He was tired and hungry, and he was utterly
lost.
That night he slept in the end of a hollow log. The next day he went on,
and for many days and many nights after that he was alone in the big
valley. He passed close to the pool where Thor and he had met the old bear,
and he nosed hungrily among the fishbones; he skirted the edge of the dark,
deep lake; he saw the shadowy things fluttering in the gloom of the forest
again; he passed over the beaver dam, and he slept for two nights close to
the log-jam from which he had watched Thor throw out their first fish. He
was almost forgetting Langdon now, and was thinking more and more about
Thor and his mother. He wanted them.
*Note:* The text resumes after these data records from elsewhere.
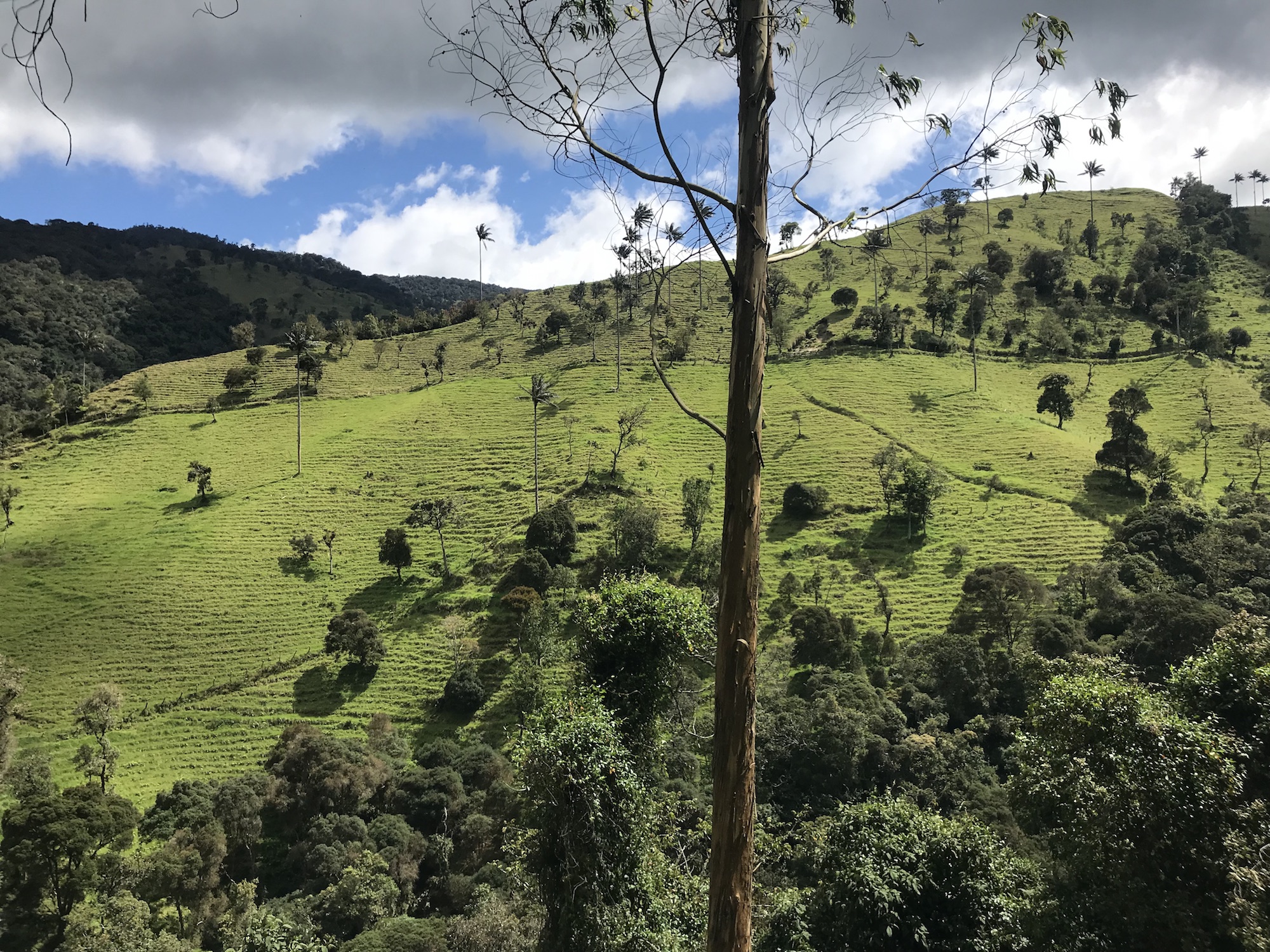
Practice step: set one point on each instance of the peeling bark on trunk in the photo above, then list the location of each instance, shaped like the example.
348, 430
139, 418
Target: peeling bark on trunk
732, 854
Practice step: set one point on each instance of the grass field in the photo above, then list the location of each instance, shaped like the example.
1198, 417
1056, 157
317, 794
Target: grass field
112, 573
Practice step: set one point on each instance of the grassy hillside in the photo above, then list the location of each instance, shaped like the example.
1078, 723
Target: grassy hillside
112, 573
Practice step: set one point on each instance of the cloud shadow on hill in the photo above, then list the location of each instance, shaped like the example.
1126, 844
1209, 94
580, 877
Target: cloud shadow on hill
319, 691
1107, 496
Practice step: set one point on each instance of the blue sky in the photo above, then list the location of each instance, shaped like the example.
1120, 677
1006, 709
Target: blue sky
308, 125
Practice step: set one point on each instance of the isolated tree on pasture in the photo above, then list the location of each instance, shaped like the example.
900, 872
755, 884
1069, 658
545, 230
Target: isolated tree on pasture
1238, 338
396, 550
96, 717
143, 390
539, 393
976, 280
535, 78
328, 539
1257, 439
996, 605
919, 488
1122, 221
243, 336
888, 463
1094, 171
8, 493
928, 227
829, 263
201, 477
697, 506
354, 635
483, 235
439, 515
304, 548
629, 423
1127, 450
439, 359
1056, 398
845, 299
300, 342
1198, 155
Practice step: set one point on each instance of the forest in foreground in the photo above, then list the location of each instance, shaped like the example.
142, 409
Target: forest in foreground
444, 680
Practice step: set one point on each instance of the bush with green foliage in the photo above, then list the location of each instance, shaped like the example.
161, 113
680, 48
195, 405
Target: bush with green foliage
553, 532
888, 875
636, 534
352, 634
805, 502
464, 692
1139, 808
821, 639
633, 638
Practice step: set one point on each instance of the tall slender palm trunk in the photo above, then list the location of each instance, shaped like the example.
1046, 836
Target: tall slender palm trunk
298, 416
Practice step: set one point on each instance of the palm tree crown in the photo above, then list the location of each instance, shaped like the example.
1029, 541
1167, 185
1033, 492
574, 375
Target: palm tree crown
1198, 155
483, 235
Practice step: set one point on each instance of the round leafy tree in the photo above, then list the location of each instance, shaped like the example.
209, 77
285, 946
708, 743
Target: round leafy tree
805, 502
554, 534
354, 635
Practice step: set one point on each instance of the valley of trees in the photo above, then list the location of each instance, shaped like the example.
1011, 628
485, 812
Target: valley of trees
692, 755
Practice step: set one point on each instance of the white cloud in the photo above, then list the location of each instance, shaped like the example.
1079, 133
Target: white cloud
438, 237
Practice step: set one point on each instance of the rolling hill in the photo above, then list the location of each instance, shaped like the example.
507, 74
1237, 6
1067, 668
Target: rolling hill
114, 573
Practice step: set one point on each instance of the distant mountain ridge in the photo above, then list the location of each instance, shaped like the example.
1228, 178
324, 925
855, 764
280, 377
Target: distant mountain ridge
439, 294
90, 304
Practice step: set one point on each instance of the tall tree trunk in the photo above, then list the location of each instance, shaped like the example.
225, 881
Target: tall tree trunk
298, 416
732, 841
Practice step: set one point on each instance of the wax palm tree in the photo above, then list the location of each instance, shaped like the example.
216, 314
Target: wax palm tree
977, 280
928, 227
708, 214
1198, 155
1093, 171
674, 235
989, 154
483, 235
1238, 178
538, 393
300, 342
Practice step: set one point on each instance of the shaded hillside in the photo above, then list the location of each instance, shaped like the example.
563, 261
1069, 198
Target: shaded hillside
439, 294
82, 305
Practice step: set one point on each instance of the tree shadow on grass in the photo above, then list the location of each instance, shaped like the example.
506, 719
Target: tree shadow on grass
888, 546
290, 565
190, 506
783, 527
1107, 496
921, 402
319, 691
379, 596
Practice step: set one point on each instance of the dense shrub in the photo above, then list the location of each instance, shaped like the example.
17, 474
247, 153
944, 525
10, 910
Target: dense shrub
820, 639
805, 502
464, 691
533, 571
554, 534
933, 343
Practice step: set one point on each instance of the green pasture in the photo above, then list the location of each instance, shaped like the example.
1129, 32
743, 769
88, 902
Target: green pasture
114, 573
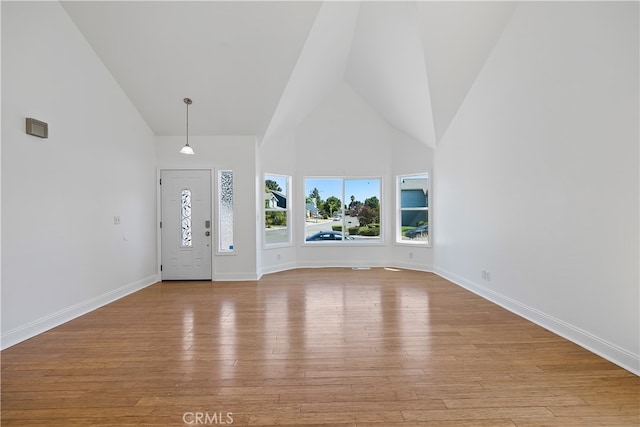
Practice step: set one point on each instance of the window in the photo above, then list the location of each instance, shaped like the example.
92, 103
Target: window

He wanted them more than he had ever
wanted the companionship of man, for Muskwa was fast becoming a creature of
the wild again.
It was the beginning of August before the cub came to the break in the
valley and climbed up the slope where Thor had first heard the thunder and
had first felt the sting of the white men's guns. In these two weeks Muskwa
had grown rapidly, in spite of the fact that he often went to bed on an
empty stomach; and he was no longer afraid of the dark. Through the deep,
sunless canyon above the clay wallow he went, and as there was only one way
out he came at last to the summit of the break over which Thor had gone,
and over which Langdon and Bruce had followed in close pursuit.